Cercò di riportarsi alla mente le descrizioni fatte da Fletcher riguardo all'hotel disperso fra le vette. Per Lei non era stato difficile arrivare sin lì; già da bimba aveva trascorso alcune escursioni con il padre 15 chilometri più in basso. Ma il difficile arrivava in quel momento, Perchè iniziava a sentirsi (con la sua piccola utilitaria) un puntino abbandonato nel vuoto inquietante della magnificenza di quelle montagne: da quando era sboccata nell'alta valle non aveva, infatti, incrociato nessuna macchina, neppure un fuori strada delle guardie forestali e ora procedeva a 30 all'ora cercando di orientarsi in mezzo a quella folta macchia.
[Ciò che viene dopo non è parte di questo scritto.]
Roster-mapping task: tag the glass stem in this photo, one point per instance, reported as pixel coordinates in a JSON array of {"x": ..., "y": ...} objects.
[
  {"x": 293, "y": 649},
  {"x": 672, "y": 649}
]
Gli aghi di pino cadevano sul cofano e le braccia tese degli alberi sfioravano i finestrini donandole una vaga impressione di terrore mentre il sole si era nascosto dietro un cumulo di nubi aggiungendo disorientamento alla paura. Cominciò a chiedersi se stesse seguendo il percorso giusto ma, del resto, non c'era altro da fare; nessun incrocio appariva al suo ristretto orizzonte e quindi, per forza, non poteva fare altro che continuare...dopo diverse miglia arrivò però al punto di essere sopraffatta dal senso di soffocamento e claustrofobia e così, trovato uno spiazzo che gli permetteva di assorbire l'astro dorato nei suoi raggi tranquilizzanti (era infatti pienamente riemerso dai cirri e dalle nebbie), fermò l'automobile e scese con le ginocchia che parevano sbattere sonoramente l'una contro l'altra. si gettò su un prato vicino a una sorprendente postazione con tanto di panchine in legno e tavolaccio grezzo e prese a respirare affannosamente tentando di controllare il battito impazzito del cuore. Poi, dopo 10 minuti, aprì le palpebre e tornò a sorridere.